Thursday, May 29, 2008

The Shame of Naming

The time has come to think about a title for my short story collection. To the right you will find a poll. These are five titles that make some sense to me. The three with asterisks double as titles of stories in the collection. I'm not going to explain what each title means, or how it fits with the rest of the collection - this is just to gauge reactions on first blush. A bit of fun, that's all.

Until now, I've never had to come up with an umbrella title. When I did my MA, I wrote a novel, and I had the title from early on. Even when questions were raised about the title and I went looking for something better, I only had to think about the one story (a long, complicated one, but one story nonetheless).

But there were others in my class writing short story and poetry collections, and I remember well the time toward the end of the year when they were all furiously trying out titles for their manuscripts. In workshops, others would have their say, and I certainly offered a few potential titles, argued for and against some alternatives - but it was different then. I hadn't written the poems or stories. I wasn't clouded by parental attachments.

But now, as I play around with which stories make the cut, and the order those that make it will appear in the manuscript, I have a serious perspective problem.

I've leant towards a different title each of the last four days. Tomorrow I will think of something new, and convince myself it works with all the stories. But that's the thing: with a collection of twenty stories (with another ten sitting on the sidelines should they be a better fit with the new title...) you can usually find enough evidence of any theme.
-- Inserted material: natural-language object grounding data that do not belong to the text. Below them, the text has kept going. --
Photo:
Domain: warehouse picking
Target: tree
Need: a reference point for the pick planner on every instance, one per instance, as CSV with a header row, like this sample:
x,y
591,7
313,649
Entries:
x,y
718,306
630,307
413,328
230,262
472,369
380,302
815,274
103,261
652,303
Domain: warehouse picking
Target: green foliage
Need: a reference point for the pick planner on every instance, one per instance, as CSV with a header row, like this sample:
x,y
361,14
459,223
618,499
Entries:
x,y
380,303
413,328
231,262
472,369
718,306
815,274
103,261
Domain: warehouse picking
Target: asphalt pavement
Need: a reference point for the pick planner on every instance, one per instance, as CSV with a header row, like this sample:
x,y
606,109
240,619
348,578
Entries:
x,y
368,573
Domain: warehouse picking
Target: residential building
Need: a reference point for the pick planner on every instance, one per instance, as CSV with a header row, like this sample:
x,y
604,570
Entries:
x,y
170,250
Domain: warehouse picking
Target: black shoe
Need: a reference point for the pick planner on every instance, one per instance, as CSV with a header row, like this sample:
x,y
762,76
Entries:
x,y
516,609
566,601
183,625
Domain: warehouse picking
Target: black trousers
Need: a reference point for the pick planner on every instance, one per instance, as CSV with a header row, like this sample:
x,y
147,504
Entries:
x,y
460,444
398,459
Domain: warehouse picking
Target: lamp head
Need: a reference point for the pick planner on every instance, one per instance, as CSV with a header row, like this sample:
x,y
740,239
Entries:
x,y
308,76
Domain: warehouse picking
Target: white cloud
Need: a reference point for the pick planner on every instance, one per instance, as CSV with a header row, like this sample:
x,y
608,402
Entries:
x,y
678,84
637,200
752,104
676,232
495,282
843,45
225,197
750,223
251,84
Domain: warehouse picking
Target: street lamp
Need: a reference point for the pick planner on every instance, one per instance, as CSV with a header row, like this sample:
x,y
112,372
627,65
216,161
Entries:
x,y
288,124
For example, I'll just turn on the news and see what they're talking about... Golf. Okay, well there's a reference to golf in this story, and I could be smart and have eighteen stories to represent the eighteen holes of a golf course, and order the stories like a good course: opening with a straight-ahead par four (4,000 words), then a dog-leg par four (a story with a sudden change of focus or direction), a sprinkling of par threes (2,000-3,000 words) and rounding out the front nine with a massive par five (12,000 words)... I'd probably need to write a story explicitly about golf to open or close the collection, but I sit down and write every evening, I should be able to knock something decent out in a fortnight...
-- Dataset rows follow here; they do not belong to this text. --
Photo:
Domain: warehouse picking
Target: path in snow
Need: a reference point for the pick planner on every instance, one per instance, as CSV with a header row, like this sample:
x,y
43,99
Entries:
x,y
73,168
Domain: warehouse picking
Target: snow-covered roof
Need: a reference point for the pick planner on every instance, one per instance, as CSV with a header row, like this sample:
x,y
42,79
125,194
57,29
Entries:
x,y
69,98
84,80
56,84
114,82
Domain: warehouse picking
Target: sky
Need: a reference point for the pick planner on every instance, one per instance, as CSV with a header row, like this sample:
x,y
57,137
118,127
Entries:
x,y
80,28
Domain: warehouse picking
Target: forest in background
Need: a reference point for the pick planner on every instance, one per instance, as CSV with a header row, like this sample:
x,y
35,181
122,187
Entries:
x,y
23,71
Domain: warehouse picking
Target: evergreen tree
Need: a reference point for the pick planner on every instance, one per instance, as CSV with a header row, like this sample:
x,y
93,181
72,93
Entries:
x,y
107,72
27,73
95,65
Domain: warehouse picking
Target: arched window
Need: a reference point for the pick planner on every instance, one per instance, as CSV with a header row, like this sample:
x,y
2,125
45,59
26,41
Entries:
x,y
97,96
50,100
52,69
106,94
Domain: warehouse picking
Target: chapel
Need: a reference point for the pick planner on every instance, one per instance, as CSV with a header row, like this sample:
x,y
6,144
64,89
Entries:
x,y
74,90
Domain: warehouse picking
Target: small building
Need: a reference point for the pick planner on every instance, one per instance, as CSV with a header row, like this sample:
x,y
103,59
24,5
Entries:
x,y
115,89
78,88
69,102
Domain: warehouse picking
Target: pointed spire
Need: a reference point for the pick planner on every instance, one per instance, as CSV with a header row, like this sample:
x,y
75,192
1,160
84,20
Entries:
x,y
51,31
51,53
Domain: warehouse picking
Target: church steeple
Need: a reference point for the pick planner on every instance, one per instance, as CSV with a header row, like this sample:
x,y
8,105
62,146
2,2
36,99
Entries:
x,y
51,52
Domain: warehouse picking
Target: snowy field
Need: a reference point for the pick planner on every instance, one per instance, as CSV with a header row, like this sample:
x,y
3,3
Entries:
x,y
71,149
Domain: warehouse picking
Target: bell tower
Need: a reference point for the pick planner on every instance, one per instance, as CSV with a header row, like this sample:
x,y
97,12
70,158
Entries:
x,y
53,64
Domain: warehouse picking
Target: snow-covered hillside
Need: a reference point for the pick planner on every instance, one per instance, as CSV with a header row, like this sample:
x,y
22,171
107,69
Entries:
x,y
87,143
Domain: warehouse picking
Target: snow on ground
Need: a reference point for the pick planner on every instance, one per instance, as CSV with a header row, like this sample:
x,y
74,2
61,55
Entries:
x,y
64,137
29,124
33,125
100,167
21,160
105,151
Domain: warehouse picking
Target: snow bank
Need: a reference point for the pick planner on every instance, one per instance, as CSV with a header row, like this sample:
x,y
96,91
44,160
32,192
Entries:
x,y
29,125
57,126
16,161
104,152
That's what it's like in my head at the moment. Not that you'll be seeing Love on the Links and other stories by Craig Cliff in any book store soon.

It's almost a shame to have to name the thing at all. No name will tick every box without setting of some unintended firework halfway through story and ruin the spectacle of the end. I can almost understand how bands come to release self-titled début albums.

Almost.

I'm not about to do a Michael Martone, though.